La festa a Villa S. Giuseppe
Quando si sbuca in piazza, si vede subito la chiesa che apre le sue braccia verso il paese. Ma per arrivare in cima bisogna passare nella piazzetta, dove tanti bambini e adulti hanno giocato per molti anni. Ci sono ancora i segni sui muri. Qualche pallone è finito nella vasca della cappella della Madonna. Qualche altro si è scontrato con l'angelo del monumento a don Rossetti.
In quella piazza si vive la festa d'agosto, che anche oggi insieme condividiamo. È bello tornare indietro con i ricordi, soprattutto chiedendoci chi festeggiamo e insieme a chi.
La piazza e S. Giuseppe
La piazza è il luogo della vita di tutti i giorni. Anche S. Giuseppe, dopo una dura giornata di lavoro, passava un po' di tempo nella piazza di Nazareth per chiacchierare con i suoi amici. Quante volte ha ripercorso quei sogni in cui Dio gli diceva qualcosa che lui non s'aspettava. Poi il giorno del matrimonio con Maria: la festa. Finché un giorno nasce Gesù, e lui si fa tante domande: si chiede perché Dio gli ha chiesto di realizzare qualcosa di speciale.
I suoi amici non capivano bene tutto, ma guardandolo negli occhi, vedevano che era contento.

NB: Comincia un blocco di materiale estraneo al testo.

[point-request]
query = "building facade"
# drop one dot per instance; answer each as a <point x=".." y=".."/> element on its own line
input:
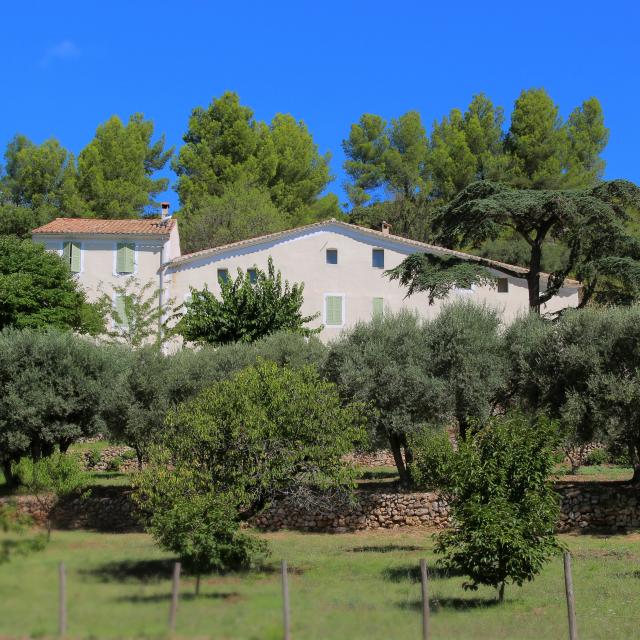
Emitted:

Quando parlava di Maria, sua sposa, utilizzava parole d'amore. Capiva bene che la vita di ogni giorno non sempre è rose e fiori, ma lui si metteva al servizio di Gesù, di Maria e di tutto il paese. Da dove gli veniva quella forza?
La scala della chiesa
Guardava verso Dio, pregava, leggeva la sua parola, ma non si dimenticava dei problemi di ogni giorno. Sapeva che le famiglie hanno tanti problemi: lavoro, concordia, casa... Vedeva che c'erano sempre meno figli, che era difficile volersi bene, perdonarsi, comprendersi. Il rispetto, l'amore di ogni giorno diventava più difficile e l'egoismo si faceva largo. Perché innaffiare gli aranceti quando si possono comperare le arance al supermercato? Perché lavorare, quando possono farlo gli altri?
Giuseppe salendo la scala della chiesa si chiedeva come aiutare i suoi amici e tutti quelli del suo paese, anche quelli che erano andati lontano, per mettere Dio nel loro cuore. Guardava in giù e faceva fatica a capire i loro discorsi, perché ognuno pensava agli affari suoi. Aveva paura che qualcuno facesse morire l'amore, aveva paura della morte e dell'indifferenza. Si sentiva vecchio, quasi inutile, ascoltando e vedendo come vivevano. Ma una speranza, una certezza gli erano rimaste. Era salito su quella scala non da solo, ma con Maria e Gesù.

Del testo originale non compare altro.